Yuan will also be hosting a weekly webinar beginning next Wednesday at 10 a.m. PST to give privacy and security updates.
“Transparency has always been a core part of our culture. I am committed to being open and honest with you about areas where we are strengthening our platform and areas where users can take steps of their own to best use and protect themselves on the platform,” Yuan said.
Still, online usage will likely continue to surge over the next few weeks of social distancing efforts, and the FBI made a public service announcement saying it anticipates cyber actors to exploit increased usage of any virtual environment.

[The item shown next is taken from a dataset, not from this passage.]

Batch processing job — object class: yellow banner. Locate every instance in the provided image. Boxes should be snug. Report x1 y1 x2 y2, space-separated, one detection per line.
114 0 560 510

“The COVID-19 pandemic has led to a spike in businesses teleworking to communicate and share information over the internet. With this knowledge, malicious cyber actors are looking for ways to exploit telework software vulnerabilities in order to obtain sensitive information, eavesdrop on conference calls or virtual meetings, or conduct other malicious activities,” the statement read.
As of March 30, the FBI’s Internet Crime Complaint Center (IC3) registered more than 1,200 complaints related to COVID-19 scams. The press release offers several ways for end users to safeguard their privacy, one of which includes verifying web addresses, keeping links to video conference calls in programs like Zoom private and not opening any suspicious attachments.